Today we cycled past fields and forests and historic sites, being careful not to trespass!
It is a land of surprises.
This is the congressional district where lying adulterer Mark Sanford, disgraced former governor of South Carolina (not to be confused with Terry Sanford, distinguished late governor of North Carolina), will run against Elizabeth Colbert Busch, elder sister of faux-conservative commentator Stephen Colbert. What can we say but . . . Surprise!
David lives at a motel in Conway.
David asked about the trike and human rights issues. Jeffrey explained that HRF tries to dry up supplies of weapons, fuel, etc., that enable oppressive governments to create refugees. He didn’t think this young South Carolinian, who worked as a “line waxer” in Florida until the food processing plant closed, would know much about it. Surprise! David asked, “Do you know that the U.S. is the number one arms dealer in the world? We’re number one in a lot of things. Some they brag about, others they want us to forget.” Sounds like David is a member of our team!
John Walker is a hard-working man.
He works for a local power company, and has his own grocery business in Pee Dee. Many people called out greetings to us today (we were on quieter roads with fewer rumble strips!); when he said he’d seen us earlier and was amazed at how far we’d gone when he passed us on his way home, Jeffrey stopped to chat. He loved the trike and the focus of HRF (no surprise there), treated Jeffrey to a drink, and showed Jeffrey a jar of pickled sausage, a South Carolina delicacy.

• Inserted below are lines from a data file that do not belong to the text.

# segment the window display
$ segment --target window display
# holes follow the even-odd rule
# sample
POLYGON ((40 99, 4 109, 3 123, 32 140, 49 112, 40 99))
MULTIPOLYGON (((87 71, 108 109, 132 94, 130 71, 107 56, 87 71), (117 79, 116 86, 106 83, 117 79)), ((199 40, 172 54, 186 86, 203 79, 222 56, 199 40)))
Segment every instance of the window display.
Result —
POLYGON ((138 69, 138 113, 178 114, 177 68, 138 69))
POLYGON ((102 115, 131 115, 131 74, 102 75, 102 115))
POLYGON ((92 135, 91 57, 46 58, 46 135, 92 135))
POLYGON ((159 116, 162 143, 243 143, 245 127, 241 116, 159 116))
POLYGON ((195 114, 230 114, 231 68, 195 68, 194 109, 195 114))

Four of John’s friends drove up.
John introduced Jeffrey. Jeffrey told them about the trike, the Ride, New York, and HRF. These gentlemen expressed sympathy for refugees. Jeffrey told them his disappointment at the monuments in Wilmington, noting that in Vienna, a public square inscribed with an emperor’s anti-Jewish taunt also has a plaque apologizing for Christian indifference to the Hitler-era murder of their Jewish neighbors. They laughed at the thought of an apology for the Confederacy that had persecuted their ancestors. But they seem to think it doesn’t matter.
John said when he was young (he is Jeffrey’s age but doesn’t look it), things were pretty bad there in Georgetown County. But now, he said, the local people are good.
The man on the left grew up in Philadelphia, and came south 20 years ago when his aunt was sick. The sickness really was loneliness, so the man stayed on to keep his aunt company. He said he never had any problem with local people, that this is a good place to live.
Jeffrey asked why the town is called Pee Dee. One man said, “You’ll have to ask a white person!” Surprise! And they all laughed.
One of the men hugged Jeffrey twice, and one called out as he rode away, “Glad to have met you!” The feeling was mutual.
Jabbar was out riding his bike, enjoying the end of his spring break.
Jeffrey questioned Jabbar and learned that he is in 6th grade, likes bicycling and math, and does not like to read. Two out of three ain’t bad. Jabbar said it was OK to take one photo but not two.
Ordinarily on a warm, dry day like this, we would have covered more ground, but Andrews has the last motel for many miles, so we stopped here.
Jeffrey’s high school friend Peggy drove for hours to see Jeffrey and to buy him dinner. Jeffrey had not seen her for nearly 40 years, and took me out of my plastic bag for the occasion.
Peggy is a tenured librarian and psych teacher at Clemson University. She, Doug (whom you met when we were in Virginia Beach) and Jeffrey were classmates at a rural high school near the border with Canada. All three won National Merit scholarships – unusual for such a small town. And none ever thought they’d see Jeffrey decades later when he was cycling through the South with a kangaroo puppet. Surprise!